El estudio mostró que “la interacción inherentemente débil con el oxígeno no alcanza para que resista la oxidación”. Lo que en realidad mantiene el brillo del oro es una estructura hexagonal que generan los átomos en la superficie. Lo fascinante es que los procedimientos similares que formaban barreras rectangulares o cuadradas no lograban la misma efectividad, y así las moléculas de oxígeno se separaban y reaccionaban con el oro, informó el equipo.

Misterio y un plan

Los investigadores ahora están pensando en las implicaciones prácticas de sus hallazgos. Ante todo, porque el oro tiene un rol importante en la catálisis, rama de la química que se centra en mejorar la tasa y eficiencia de diferentes reacciones. Aunque la resistencia natural del oro ante la oxidación lo hace ideal para las joyas, esa misma característica puede “limitar su utilidad en la manufactura química y las aplicaciones en energía”, señaló el equipo en las declaraciones.

Allí están todas las apuestas. Por  ejemplo, los catalizadores de oro-paladio son ingredientes importantes para el acetato de vinilo, bloque de construcción de distintos materiales plásticos. En trabajos recientes se exploró el uso de catalizadores de oro para producir combustibles renovables.
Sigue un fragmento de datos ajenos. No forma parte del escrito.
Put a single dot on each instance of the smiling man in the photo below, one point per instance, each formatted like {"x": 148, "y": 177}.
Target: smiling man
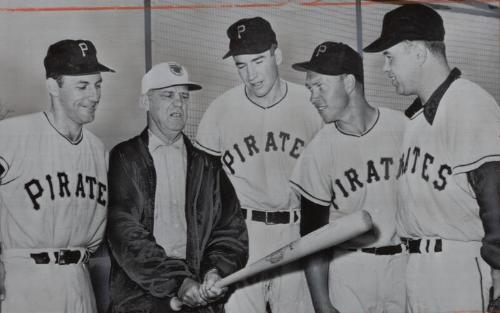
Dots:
{"x": 175, "y": 225}
{"x": 53, "y": 189}
{"x": 449, "y": 177}
{"x": 349, "y": 166}
{"x": 259, "y": 129}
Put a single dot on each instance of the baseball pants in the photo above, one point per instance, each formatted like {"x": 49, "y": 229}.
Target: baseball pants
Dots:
{"x": 454, "y": 280}
{"x": 45, "y": 288}
{"x": 363, "y": 282}
{"x": 284, "y": 290}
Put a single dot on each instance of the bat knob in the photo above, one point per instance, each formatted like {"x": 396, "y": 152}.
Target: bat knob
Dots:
{"x": 175, "y": 304}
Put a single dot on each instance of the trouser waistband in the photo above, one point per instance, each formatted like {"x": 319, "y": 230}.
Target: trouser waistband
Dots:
{"x": 61, "y": 256}
{"x": 384, "y": 250}
{"x": 272, "y": 217}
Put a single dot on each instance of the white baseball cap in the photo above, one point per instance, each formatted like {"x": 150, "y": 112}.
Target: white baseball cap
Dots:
{"x": 166, "y": 75}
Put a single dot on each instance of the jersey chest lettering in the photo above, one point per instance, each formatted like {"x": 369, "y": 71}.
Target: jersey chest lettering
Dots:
{"x": 249, "y": 147}
{"x": 63, "y": 186}
{"x": 415, "y": 161}
{"x": 353, "y": 180}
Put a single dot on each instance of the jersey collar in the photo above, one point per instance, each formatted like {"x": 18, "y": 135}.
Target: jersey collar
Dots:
{"x": 431, "y": 106}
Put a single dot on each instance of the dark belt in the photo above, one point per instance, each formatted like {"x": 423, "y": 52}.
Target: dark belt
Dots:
{"x": 413, "y": 245}
{"x": 62, "y": 257}
{"x": 386, "y": 250}
{"x": 279, "y": 217}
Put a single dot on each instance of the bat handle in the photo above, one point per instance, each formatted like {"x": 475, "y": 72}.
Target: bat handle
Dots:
{"x": 176, "y": 304}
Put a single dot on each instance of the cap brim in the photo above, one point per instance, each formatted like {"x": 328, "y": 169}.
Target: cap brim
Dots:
{"x": 381, "y": 44}
{"x": 191, "y": 86}
{"x": 304, "y": 67}
{"x": 103, "y": 68}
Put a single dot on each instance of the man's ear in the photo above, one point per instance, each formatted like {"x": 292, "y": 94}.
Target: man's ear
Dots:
{"x": 52, "y": 87}
{"x": 144, "y": 102}
{"x": 278, "y": 55}
{"x": 420, "y": 52}
{"x": 349, "y": 83}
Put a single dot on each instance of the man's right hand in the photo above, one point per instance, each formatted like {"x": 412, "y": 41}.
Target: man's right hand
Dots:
{"x": 189, "y": 293}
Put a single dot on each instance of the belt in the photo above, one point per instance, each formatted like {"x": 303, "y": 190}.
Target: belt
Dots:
{"x": 276, "y": 217}
{"x": 422, "y": 245}
{"x": 385, "y": 250}
{"x": 61, "y": 257}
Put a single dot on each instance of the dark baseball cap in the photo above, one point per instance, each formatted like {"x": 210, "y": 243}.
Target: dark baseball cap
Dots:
{"x": 333, "y": 58}
{"x": 72, "y": 57}
{"x": 250, "y": 36}
{"x": 408, "y": 22}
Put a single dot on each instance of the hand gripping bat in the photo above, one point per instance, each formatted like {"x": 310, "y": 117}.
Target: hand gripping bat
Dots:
{"x": 336, "y": 232}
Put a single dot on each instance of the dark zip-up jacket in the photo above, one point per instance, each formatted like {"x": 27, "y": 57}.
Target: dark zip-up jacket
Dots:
{"x": 143, "y": 278}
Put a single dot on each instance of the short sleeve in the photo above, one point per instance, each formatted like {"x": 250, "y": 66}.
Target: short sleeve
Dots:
{"x": 310, "y": 177}
{"x": 8, "y": 145}
{"x": 474, "y": 133}
{"x": 208, "y": 137}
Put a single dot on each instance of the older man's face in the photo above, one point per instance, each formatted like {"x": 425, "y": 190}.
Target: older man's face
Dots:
{"x": 168, "y": 107}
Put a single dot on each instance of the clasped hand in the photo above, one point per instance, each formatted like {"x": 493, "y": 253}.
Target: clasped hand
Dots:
{"x": 193, "y": 293}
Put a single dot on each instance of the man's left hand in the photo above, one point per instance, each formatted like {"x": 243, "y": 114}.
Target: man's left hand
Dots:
{"x": 208, "y": 290}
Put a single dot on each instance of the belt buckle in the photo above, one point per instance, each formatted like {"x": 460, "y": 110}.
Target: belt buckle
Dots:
{"x": 266, "y": 219}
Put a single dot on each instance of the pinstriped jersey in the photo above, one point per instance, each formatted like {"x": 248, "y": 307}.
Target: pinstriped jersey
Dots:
{"x": 53, "y": 193}
{"x": 436, "y": 198}
{"x": 259, "y": 146}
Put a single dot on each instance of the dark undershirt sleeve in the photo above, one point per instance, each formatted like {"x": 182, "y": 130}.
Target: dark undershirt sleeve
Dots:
{"x": 313, "y": 216}
{"x": 485, "y": 182}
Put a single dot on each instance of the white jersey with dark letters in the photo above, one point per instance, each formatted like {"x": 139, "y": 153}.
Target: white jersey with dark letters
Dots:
{"x": 349, "y": 172}
{"x": 437, "y": 200}
{"x": 259, "y": 146}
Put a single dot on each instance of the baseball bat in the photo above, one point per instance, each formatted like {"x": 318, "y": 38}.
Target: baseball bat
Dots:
{"x": 336, "y": 232}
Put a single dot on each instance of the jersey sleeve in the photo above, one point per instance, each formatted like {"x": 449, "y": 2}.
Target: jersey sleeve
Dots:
{"x": 310, "y": 177}
{"x": 208, "y": 137}
{"x": 474, "y": 132}
{"x": 8, "y": 145}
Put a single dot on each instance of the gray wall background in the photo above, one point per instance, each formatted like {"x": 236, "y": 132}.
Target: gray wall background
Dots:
{"x": 192, "y": 32}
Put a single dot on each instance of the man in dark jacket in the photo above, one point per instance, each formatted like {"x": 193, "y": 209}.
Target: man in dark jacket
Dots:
{"x": 175, "y": 225}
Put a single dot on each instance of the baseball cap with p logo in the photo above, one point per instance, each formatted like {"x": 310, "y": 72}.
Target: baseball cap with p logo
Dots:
{"x": 408, "y": 22}
{"x": 250, "y": 36}
{"x": 72, "y": 57}
{"x": 333, "y": 58}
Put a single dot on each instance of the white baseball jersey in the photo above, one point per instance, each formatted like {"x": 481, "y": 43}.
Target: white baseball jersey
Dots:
{"x": 349, "y": 172}
{"x": 437, "y": 200}
{"x": 352, "y": 172}
{"x": 53, "y": 195}
{"x": 259, "y": 146}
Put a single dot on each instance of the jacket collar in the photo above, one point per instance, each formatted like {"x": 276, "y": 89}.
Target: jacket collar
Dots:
{"x": 431, "y": 106}
{"x": 145, "y": 139}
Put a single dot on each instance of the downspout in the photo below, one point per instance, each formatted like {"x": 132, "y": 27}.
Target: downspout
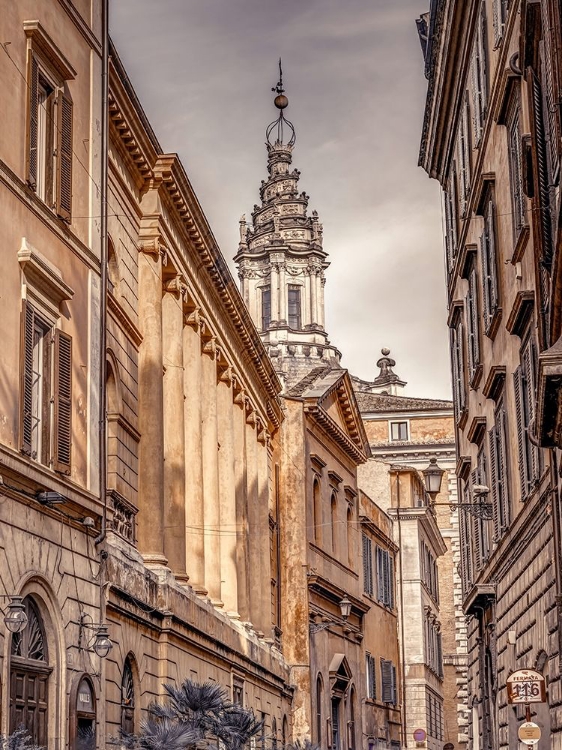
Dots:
{"x": 103, "y": 277}
{"x": 402, "y": 637}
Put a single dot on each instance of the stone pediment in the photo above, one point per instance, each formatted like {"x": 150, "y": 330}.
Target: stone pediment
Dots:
{"x": 329, "y": 399}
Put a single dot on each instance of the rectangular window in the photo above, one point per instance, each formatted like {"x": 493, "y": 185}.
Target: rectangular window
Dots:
{"x": 46, "y": 387}
{"x": 388, "y": 682}
{"x": 499, "y": 480}
{"x": 525, "y": 389}
{"x": 265, "y": 307}
{"x": 473, "y": 325}
{"x": 49, "y": 138}
{"x": 367, "y": 565}
{"x": 385, "y": 577}
{"x": 518, "y": 203}
{"x": 458, "y": 366}
{"x": 370, "y": 672}
{"x": 398, "y": 431}
{"x": 488, "y": 256}
{"x": 479, "y": 77}
{"x": 294, "y": 307}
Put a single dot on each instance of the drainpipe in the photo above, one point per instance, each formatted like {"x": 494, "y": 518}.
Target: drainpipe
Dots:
{"x": 103, "y": 280}
{"x": 402, "y": 636}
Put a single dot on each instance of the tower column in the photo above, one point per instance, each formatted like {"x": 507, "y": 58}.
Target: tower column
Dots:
{"x": 174, "y": 435}
{"x": 151, "y": 450}
{"x": 194, "y": 503}
{"x": 274, "y": 286}
{"x": 313, "y": 297}
{"x": 282, "y": 293}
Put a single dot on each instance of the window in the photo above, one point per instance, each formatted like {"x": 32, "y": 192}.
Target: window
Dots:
{"x": 127, "y": 698}
{"x": 451, "y": 221}
{"x": 434, "y": 715}
{"x": 29, "y": 678}
{"x": 370, "y": 672}
{"x": 45, "y": 350}
{"x": 367, "y": 566}
{"x": 385, "y": 577}
{"x": 518, "y": 203}
{"x": 499, "y": 480}
{"x": 480, "y": 533}
{"x": 490, "y": 294}
{"x": 473, "y": 327}
{"x": 319, "y": 700}
{"x": 458, "y": 364}
{"x": 294, "y": 307}
{"x": 525, "y": 388}
{"x": 49, "y": 137}
{"x": 388, "y": 682}
{"x": 265, "y": 307}
{"x": 499, "y": 11}
{"x": 479, "y": 76}
{"x": 464, "y": 157}
{"x": 334, "y": 519}
{"x": 398, "y": 431}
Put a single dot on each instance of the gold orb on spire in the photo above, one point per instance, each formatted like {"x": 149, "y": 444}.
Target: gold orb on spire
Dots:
{"x": 281, "y": 101}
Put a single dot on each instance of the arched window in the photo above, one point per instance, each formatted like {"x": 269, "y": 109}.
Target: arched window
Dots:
{"x": 334, "y": 514}
{"x": 112, "y": 268}
{"x": 350, "y": 556}
{"x": 29, "y": 678}
{"x": 319, "y": 699}
{"x": 351, "y": 725}
{"x": 128, "y": 698}
{"x": 317, "y": 511}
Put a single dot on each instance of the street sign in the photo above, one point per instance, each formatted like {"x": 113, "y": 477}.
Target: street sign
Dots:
{"x": 526, "y": 686}
{"x": 529, "y": 733}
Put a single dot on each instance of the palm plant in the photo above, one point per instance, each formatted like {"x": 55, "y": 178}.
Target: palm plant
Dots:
{"x": 194, "y": 716}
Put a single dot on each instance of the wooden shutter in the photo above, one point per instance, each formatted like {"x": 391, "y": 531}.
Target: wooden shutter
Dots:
{"x": 26, "y": 364}
{"x": 64, "y": 155}
{"x": 521, "y": 432}
{"x": 494, "y": 476}
{"x": 32, "y": 120}
{"x": 386, "y": 681}
{"x": 63, "y": 402}
{"x": 390, "y": 581}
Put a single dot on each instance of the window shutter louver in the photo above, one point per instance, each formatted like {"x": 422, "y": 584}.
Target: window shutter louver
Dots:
{"x": 521, "y": 434}
{"x": 386, "y": 681}
{"x": 63, "y": 402}
{"x": 26, "y": 419}
{"x": 494, "y": 475}
{"x": 391, "y": 582}
{"x": 64, "y": 156}
{"x": 32, "y": 120}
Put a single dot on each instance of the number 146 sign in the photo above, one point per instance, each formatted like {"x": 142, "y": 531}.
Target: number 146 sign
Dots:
{"x": 526, "y": 686}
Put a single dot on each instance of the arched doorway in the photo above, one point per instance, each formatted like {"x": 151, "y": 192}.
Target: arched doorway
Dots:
{"x": 29, "y": 677}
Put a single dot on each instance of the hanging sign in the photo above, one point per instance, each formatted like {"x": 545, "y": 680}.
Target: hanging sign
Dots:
{"x": 529, "y": 733}
{"x": 526, "y": 686}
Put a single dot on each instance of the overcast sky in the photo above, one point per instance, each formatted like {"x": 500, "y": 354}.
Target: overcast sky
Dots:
{"x": 353, "y": 72}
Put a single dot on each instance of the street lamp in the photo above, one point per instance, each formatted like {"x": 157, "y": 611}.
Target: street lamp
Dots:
{"x": 433, "y": 476}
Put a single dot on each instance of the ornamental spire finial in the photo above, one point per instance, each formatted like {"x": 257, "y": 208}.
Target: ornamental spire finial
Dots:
{"x": 278, "y": 126}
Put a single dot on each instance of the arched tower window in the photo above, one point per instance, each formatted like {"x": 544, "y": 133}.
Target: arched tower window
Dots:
{"x": 350, "y": 556}
{"x": 319, "y": 699}
{"x": 128, "y": 698}
{"x": 334, "y": 518}
{"x": 29, "y": 678}
{"x": 317, "y": 512}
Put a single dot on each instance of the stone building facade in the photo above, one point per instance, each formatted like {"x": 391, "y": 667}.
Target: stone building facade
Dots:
{"x": 491, "y": 136}
{"x": 404, "y": 435}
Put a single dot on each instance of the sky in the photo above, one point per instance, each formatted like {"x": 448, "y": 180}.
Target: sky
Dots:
{"x": 353, "y": 73}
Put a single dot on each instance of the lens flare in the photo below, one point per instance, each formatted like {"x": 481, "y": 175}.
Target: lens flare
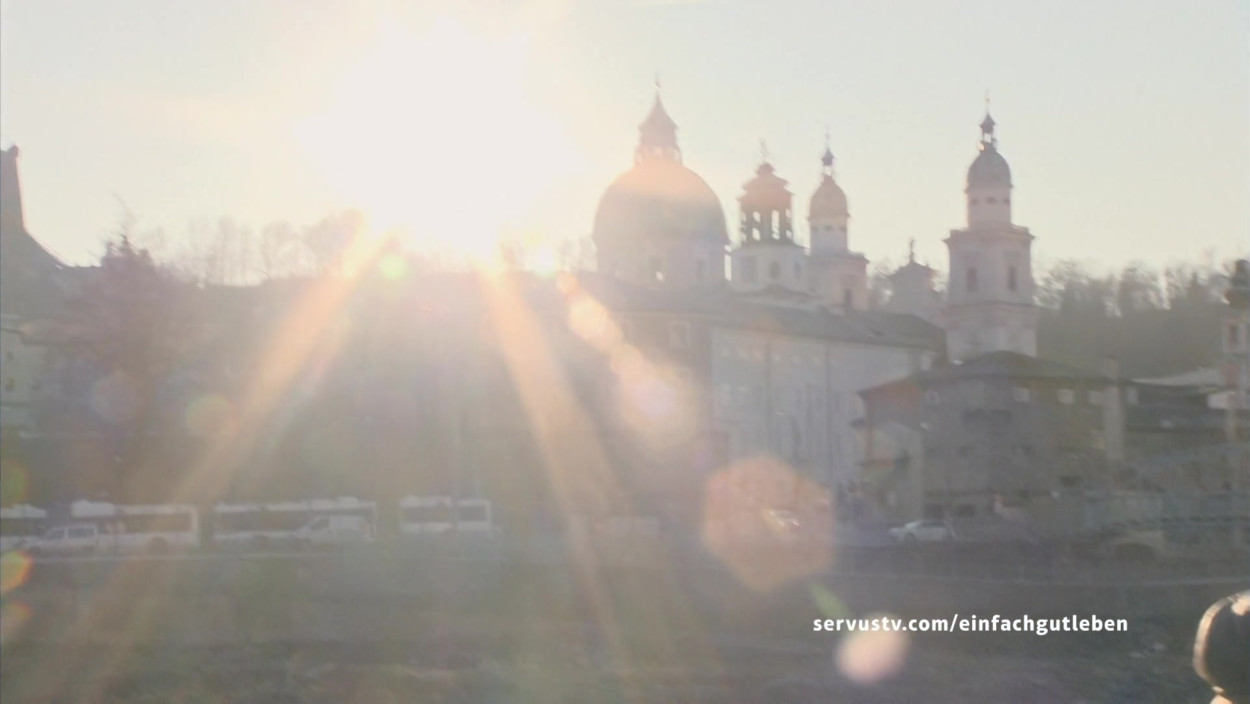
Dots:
{"x": 766, "y": 523}
{"x": 14, "y": 570}
{"x": 209, "y": 415}
{"x": 869, "y": 657}
{"x": 393, "y": 266}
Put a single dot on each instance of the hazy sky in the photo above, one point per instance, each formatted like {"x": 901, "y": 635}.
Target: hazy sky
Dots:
{"x": 1126, "y": 124}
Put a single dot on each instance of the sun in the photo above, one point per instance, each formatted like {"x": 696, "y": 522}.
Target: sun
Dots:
{"x": 435, "y": 136}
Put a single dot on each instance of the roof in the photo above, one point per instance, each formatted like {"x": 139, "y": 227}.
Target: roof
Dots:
{"x": 778, "y": 310}
{"x": 989, "y": 169}
{"x": 1001, "y": 365}
{"x": 30, "y": 276}
{"x": 828, "y": 199}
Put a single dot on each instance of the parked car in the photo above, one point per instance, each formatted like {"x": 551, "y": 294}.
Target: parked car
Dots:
{"x": 923, "y": 532}
{"x": 333, "y": 530}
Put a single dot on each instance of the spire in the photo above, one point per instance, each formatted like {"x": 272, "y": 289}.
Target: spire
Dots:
{"x": 658, "y": 134}
{"x": 988, "y": 139}
{"x": 826, "y": 159}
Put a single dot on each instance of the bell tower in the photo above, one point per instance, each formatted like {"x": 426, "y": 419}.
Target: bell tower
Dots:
{"x": 990, "y": 294}
{"x": 766, "y": 256}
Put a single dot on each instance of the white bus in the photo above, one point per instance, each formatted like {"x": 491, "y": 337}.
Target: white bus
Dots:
{"x": 434, "y": 515}
{"x": 98, "y": 527}
{"x": 261, "y": 527}
{"x": 19, "y": 524}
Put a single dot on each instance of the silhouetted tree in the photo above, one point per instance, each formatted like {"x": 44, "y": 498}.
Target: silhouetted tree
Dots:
{"x": 131, "y": 328}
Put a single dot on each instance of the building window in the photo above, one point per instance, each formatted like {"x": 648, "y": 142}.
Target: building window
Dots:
{"x": 679, "y": 335}
{"x": 750, "y": 270}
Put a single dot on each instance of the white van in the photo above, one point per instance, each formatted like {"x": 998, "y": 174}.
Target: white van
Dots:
{"x": 263, "y": 527}
{"x": 20, "y": 525}
{"x": 69, "y": 540}
{"x": 335, "y": 530}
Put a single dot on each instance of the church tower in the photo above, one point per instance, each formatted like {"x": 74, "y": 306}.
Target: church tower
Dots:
{"x": 839, "y": 276}
{"x": 659, "y": 224}
{"x": 990, "y": 294}
{"x": 768, "y": 256}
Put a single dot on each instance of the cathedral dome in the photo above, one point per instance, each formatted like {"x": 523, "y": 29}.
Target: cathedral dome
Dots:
{"x": 989, "y": 170}
{"x": 828, "y": 201}
{"x": 659, "y": 199}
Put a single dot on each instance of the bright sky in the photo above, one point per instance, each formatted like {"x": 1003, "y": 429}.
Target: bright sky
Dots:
{"x": 1126, "y": 124}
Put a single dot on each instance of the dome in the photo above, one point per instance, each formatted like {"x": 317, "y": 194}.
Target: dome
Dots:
{"x": 828, "y": 201}
{"x": 989, "y": 170}
{"x": 660, "y": 199}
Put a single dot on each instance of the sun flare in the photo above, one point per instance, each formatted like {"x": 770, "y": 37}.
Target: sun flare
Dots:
{"x": 436, "y": 138}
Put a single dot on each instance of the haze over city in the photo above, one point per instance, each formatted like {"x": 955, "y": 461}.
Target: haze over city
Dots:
{"x": 1125, "y": 125}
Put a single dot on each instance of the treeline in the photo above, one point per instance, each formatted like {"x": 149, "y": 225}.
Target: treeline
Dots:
{"x": 1158, "y": 321}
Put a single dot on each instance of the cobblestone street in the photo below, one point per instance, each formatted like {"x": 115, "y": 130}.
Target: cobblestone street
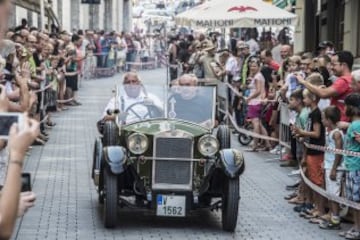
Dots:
{"x": 67, "y": 202}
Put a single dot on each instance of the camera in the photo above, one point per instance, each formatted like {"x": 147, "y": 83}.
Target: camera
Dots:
{"x": 7, "y": 120}
{"x": 9, "y": 76}
{"x": 25, "y": 182}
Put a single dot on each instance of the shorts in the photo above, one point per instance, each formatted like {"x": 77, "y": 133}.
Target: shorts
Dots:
{"x": 299, "y": 150}
{"x": 72, "y": 82}
{"x": 254, "y": 111}
{"x": 314, "y": 170}
{"x": 333, "y": 187}
{"x": 353, "y": 185}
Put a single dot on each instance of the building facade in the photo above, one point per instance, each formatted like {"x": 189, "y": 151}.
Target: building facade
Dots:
{"x": 72, "y": 14}
{"x": 334, "y": 20}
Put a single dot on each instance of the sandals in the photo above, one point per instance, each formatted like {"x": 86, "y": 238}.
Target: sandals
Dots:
{"x": 330, "y": 225}
{"x": 251, "y": 150}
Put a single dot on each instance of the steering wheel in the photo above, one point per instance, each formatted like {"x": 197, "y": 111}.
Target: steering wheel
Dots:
{"x": 152, "y": 110}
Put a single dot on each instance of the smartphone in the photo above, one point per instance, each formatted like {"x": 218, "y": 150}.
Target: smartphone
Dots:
{"x": 7, "y": 120}
{"x": 25, "y": 182}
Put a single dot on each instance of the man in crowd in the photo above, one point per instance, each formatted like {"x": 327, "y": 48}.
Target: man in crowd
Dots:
{"x": 341, "y": 63}
{"x": 134, "y": 104}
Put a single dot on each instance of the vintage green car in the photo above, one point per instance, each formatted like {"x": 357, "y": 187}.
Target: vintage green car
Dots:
{"x": 163, "y": 153}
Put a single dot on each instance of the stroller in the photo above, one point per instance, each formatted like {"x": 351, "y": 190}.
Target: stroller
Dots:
{"x": 240, "y": 115}
{"x": 245, "y": 123}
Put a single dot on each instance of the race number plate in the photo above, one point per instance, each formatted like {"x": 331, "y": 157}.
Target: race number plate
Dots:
{"x": 170, "y": 206}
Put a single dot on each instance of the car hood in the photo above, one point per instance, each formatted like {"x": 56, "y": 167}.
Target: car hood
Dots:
{"x": 156, "y": 126}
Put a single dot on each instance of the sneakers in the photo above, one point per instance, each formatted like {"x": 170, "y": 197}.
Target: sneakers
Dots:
{"x": 330, "y": 225}
{"x": 303, "y": 207}
{"x": 353, "y": 235}
{"x": 287, "y": 157}
{"x": 290, "y": 163}
{"x": 294, "y": 173}
{"x": 276, "y": 150}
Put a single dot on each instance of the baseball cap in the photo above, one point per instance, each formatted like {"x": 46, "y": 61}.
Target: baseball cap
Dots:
{"x": 241, "y": 45}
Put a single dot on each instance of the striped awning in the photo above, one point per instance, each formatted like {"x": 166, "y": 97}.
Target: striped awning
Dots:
{"x": 283, "y": 3}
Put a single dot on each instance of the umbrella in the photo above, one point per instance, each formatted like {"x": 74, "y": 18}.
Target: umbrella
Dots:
{"x": 236, "y": 13}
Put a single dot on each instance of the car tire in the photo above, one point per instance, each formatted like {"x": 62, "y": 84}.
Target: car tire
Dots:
{"x": 110, "y": 134}
{"x": 111, "y": 198}
{"x": 223, "y": 136}
{"x": 230, "y": 204}
{"x": 97, "y": 155}
{"x": 244, "y": 139}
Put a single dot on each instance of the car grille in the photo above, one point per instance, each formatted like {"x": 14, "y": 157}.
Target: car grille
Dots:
{"x": 173, "y": 171}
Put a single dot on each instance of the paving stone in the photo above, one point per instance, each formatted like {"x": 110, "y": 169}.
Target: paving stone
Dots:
{"x": 67, "y": 205}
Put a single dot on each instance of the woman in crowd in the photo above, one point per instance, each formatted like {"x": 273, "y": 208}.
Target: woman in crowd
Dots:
{"x": 255, "y": 101}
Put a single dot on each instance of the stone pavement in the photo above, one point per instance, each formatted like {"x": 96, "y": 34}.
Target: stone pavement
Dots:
{"x": 67, "y": 206}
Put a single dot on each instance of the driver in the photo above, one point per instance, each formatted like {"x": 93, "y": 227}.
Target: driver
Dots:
{"x": 134, "y": 104}
{"x": 188, "y": 103}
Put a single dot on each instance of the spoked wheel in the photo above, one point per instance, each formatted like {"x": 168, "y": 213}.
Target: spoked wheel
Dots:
{"x": 223, "y": 135}
{"x": 230, "y": 204}
{"x": 111, "y": 198}
{"x": 110, "y": 134}
{"x": 244, "y": 139}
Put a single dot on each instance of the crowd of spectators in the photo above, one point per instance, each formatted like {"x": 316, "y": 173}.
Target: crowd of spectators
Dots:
{"x": 40, "y": 73}
{"x": 318, "y": 90}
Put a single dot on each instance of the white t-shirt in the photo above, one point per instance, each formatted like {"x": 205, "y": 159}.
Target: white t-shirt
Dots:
{"x": 254, "y": 46}
{"x": 233, "y": 67}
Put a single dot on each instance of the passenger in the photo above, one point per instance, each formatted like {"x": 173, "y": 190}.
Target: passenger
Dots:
{"x": 134, "y": 93}
{"x": 188, "y": 103}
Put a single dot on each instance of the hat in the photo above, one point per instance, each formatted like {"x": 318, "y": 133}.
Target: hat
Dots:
{"x": 208, "y": 45}
{"x": 352, "y": 99}
{"x": 242, "y": 44}
{"x": 64, "y": 32}
{"x": 325, "y": 44}
{"x": 223, "y": 51}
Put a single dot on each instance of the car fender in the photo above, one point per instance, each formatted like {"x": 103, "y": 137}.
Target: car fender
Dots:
{"x": 115, "y": 157}
{"x": 232, "y": 162}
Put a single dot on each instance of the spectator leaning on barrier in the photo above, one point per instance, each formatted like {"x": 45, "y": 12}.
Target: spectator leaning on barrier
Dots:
{"x": 333, "y": 167}
{"x": 341, "y": 64}
{"x": 313, "y": 159}
{"x": 255, "y": 101}
{"x": 352, "y": 163}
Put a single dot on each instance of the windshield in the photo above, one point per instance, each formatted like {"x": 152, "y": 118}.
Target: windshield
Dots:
{"x": 140, "y": 102}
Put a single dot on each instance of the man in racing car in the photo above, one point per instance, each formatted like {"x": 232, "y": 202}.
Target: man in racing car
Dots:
{"x": 189, "y": 103}
{"x": 134, "y": 104}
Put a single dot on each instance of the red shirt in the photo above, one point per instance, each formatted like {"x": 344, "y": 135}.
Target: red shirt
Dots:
{"x": 274, "y": 65}
{"x": 342, "y": 87}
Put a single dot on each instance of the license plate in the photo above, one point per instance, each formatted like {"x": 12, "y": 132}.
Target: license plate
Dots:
{"x": 170, "y": 206}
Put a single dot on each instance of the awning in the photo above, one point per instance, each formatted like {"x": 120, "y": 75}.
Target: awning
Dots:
{"x": 34, "y": 6}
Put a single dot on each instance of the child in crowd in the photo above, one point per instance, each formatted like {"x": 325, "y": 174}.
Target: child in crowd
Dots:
{"x": 313, "y": 159}
{"x": 334, "y": 169}
{"x": 291, "y": 84}
{"x": 296, "y": 104}
{"x": 352, "y": 164}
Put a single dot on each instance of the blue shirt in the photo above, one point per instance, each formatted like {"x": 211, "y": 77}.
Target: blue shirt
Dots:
{"x": 352, "y": 163}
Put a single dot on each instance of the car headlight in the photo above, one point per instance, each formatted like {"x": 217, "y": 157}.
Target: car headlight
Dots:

Los hallazgos más recientes sugieren que no hace falta encontrar caminos químicos complejos para ello porque bastaría la manipulación física de la geometría en la superficie del oro.

“Si logras el truco para que el oro se separe del oxígeno, podría ser un catalizador muy efectivo para determinadas reacciones. Nuestro trabajo sugiere una estrategia nueva para hacerlo, al impedir o revertir esa reorganización en la superficie”, dijo Montemore.